Anish Moonka@anishmoonka
HBO told Benioff and Weiss they could have unlimited budget and as many episodes as they wanted for two more seasons of Game of Thrones. They said no. They wanted to write Star Wars instead. The same thing breaks every big show's final season.
The longer a show runs, the smaller its writing team and creative attention get, while the budget grows to make up for it. Game of Thrones seasons 1 to 6 each had 10 episodes. Season 7 dropped to 7. Season 8 dropped to 6. Benioff and Weiss said they couldn't make 10 episodes in the show's usual 12 to 14 month schedule. They had also run out of George R.R. Martin's books to adapt after season 5. Three months after the finale aired, they signed a $200M deal with Netflix to start making new shows.

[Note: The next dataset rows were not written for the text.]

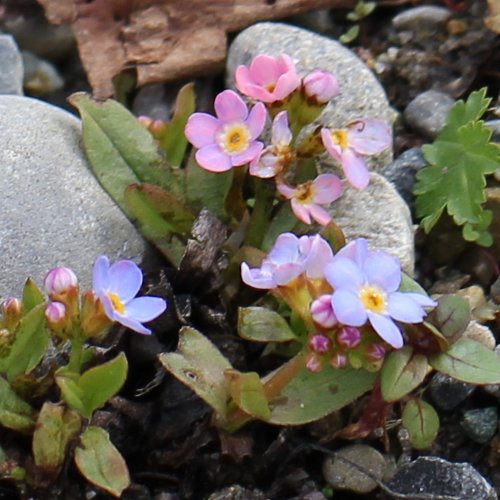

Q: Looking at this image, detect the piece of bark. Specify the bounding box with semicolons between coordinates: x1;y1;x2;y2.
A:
38;0;355;99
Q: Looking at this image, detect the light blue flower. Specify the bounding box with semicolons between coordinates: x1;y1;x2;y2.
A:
92;255;167;335
325;238;436;349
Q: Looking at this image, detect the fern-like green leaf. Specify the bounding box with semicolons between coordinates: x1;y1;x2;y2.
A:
415;89;500;246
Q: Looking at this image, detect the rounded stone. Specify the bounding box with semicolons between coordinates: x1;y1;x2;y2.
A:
0;96;145;298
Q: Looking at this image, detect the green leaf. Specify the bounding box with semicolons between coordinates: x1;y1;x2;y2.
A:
238;307;297;342
0;377;35;432
22;278;45;314
414;89;500;244
380;346;429;402
160;83;195;167
402;399;439;450
0;304;50;382
32;402;82;474
56;353;128;418
186;155;234;220
268;366;377;425
159;327;232;419
69;92;182;214
429;338;500;384
75;426;130;497
224;370;271;420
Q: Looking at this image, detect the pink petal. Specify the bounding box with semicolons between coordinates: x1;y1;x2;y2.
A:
214;90;248;123
347;119;392;155
195;144;232;172
271;111;292;146
368;312;403;349
184;113;221;148
230;141;264;167
342;148;370;189
246;102;267;140
309;204;332;226
313;174;343;205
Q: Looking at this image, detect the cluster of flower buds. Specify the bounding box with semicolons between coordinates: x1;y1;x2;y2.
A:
241;233;436;371
185;54;391;226
42;256;167;339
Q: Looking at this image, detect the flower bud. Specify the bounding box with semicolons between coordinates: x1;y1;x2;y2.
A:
302;70;339;104
44;267;78;302
311;295;337;328
0;297;22;330
337;326;361;349
309;333;332;354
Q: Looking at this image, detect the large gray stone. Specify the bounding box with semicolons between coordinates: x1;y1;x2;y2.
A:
0;96;144;298
226;22;395;170
0;35;24;95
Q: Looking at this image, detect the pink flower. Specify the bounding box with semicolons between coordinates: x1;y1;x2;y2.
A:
250;111;294;179
277;174;343;226
241;233;333;290
321;118;392;189
234;54;300;103
184;90;267;172
302;70;339;104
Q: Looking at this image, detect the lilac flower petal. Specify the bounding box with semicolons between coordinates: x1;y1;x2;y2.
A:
230;141;264;167
387;292;426;323
241;262;276;290
305;234;333;279
308;200;332;226
363;252;401;292
214;90;248;123
246;102;267;140
92;255;109;293
290;198;311;224
271;111;292;146
273;262;304;286
347;119;392;155
184;113;221;148
325;255;365;292
115;313;151;335
368;312;403;349
313;174;343;205
195;144;233;172
106;260;143;303
125;297;167;323
341;148;370;189
332;290;368;326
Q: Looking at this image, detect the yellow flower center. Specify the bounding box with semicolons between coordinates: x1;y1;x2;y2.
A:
359;285;387;313
330;128;349;149
108;293;125;314
295;181;314;205
219;123;250;155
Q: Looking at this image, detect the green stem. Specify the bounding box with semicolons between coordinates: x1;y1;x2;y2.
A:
245;178;274;248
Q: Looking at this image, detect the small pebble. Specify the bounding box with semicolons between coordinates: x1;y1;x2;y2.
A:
429;372;476;411
392;5;451;31
460;406;498;444
323;444;386;493
403;90;455;139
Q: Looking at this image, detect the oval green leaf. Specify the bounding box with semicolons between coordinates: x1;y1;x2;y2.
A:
402;399;439;450
429;338;500;384
75;427;130;497
380;346;429;402
238;307;297;342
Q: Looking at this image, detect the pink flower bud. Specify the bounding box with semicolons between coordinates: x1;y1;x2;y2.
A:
45;302;66;327
309;333;332;354
337;326;361;349
302;70;339;104
311;295;337;328
44;267;78;301
330;352;347;368
365;344;385;361
306;354;323;373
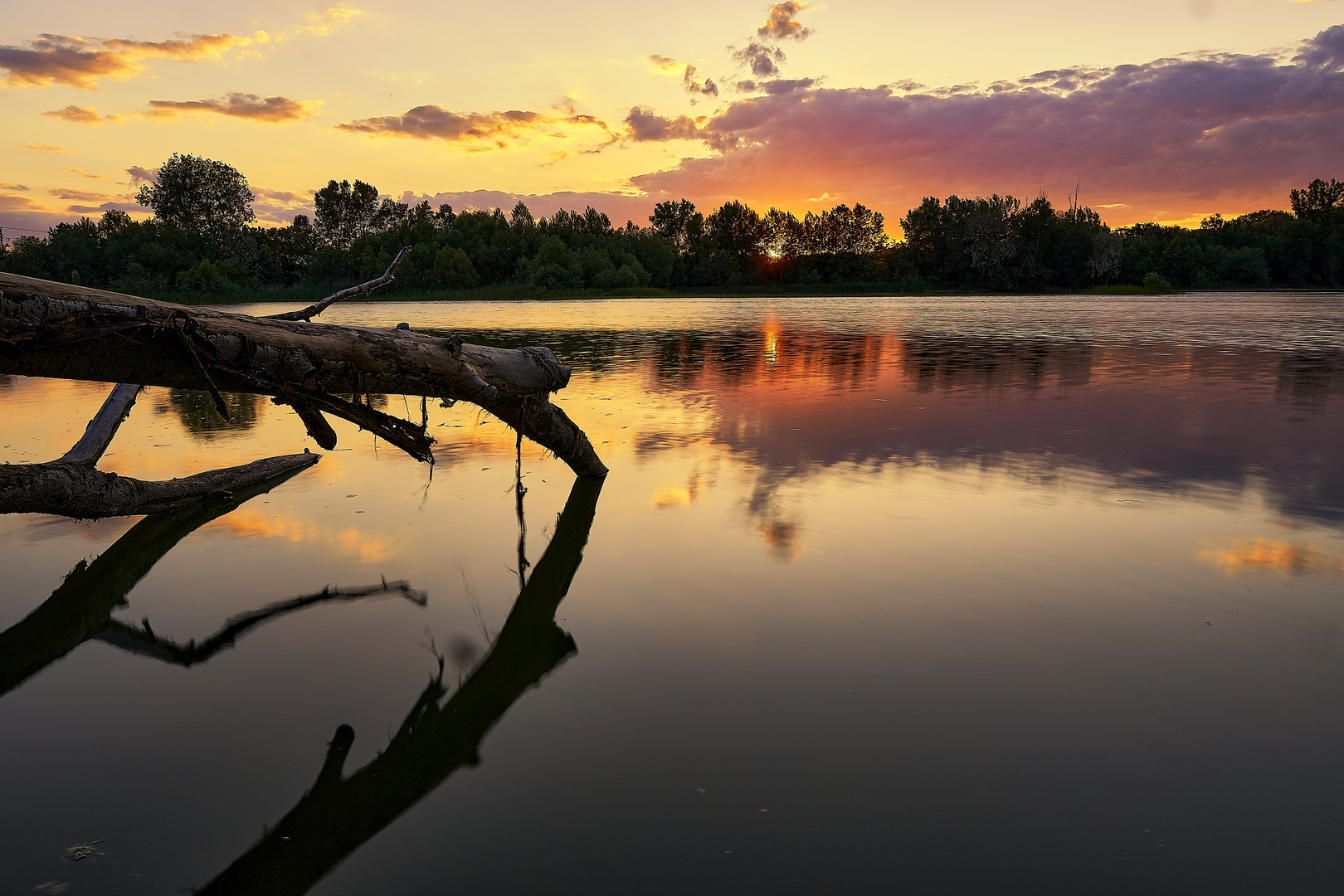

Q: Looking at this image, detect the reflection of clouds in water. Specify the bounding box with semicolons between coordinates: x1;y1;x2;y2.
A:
200;508;392;562
163;390;266;439
759;520;802;562
1199;538;1344;577
650;473;700;509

Stranger Things shows the same thing happening at Netflix. Season 4 cost $30M per episode. Season 5 jumped to between $50M and $60M per episode, putting the final season's price tag at $400M to $480M. But across seasons 4 and 5, the show released fewer than three episodes per year on average. The kids on screen grew into adults while everyone waited.
Behind both shows is a writing system that quietly broke. Old TV shows had teams of 10 to 12 writers working on 22 episodes per year. Streaming shrank that down to "mini-rooms" of three or four writers handling six to ten episodes. Less than half the size. And because streaming services drop every episode at once, all the scripts have to be locked before filming starts. So if a storyline isn't working partway through, there's no way to fix it.
Lost is the older version. Damon Lindelof wanted to end the show after three seasons but ABC refused with "you don't end shows people are watching." So the writers spent three extra years inventing answers to mysteries they had not actually planned. Then the 2007 writers' strike cut a season short and the finale had to absorb the damage.
The attention problem at the top makes everything worse. Netflix gave Ryan Murphy $300M for 10 new shows in five years. Studios now buy big creators across multiple projects at once, which means the person who built your favorite show is often half-checked-out by the time the finale gets made.
Early seasons get the full creative team, a cast on their first cheap contracts, and books or comics to adapt. Final seasons get a half-distracted creator, a three-person writing team, scripts that can't be changed, a $400M budget, and a star whose per-episode pay is now ten times higher. By the final season, the budget is doing what good writing used to do for free.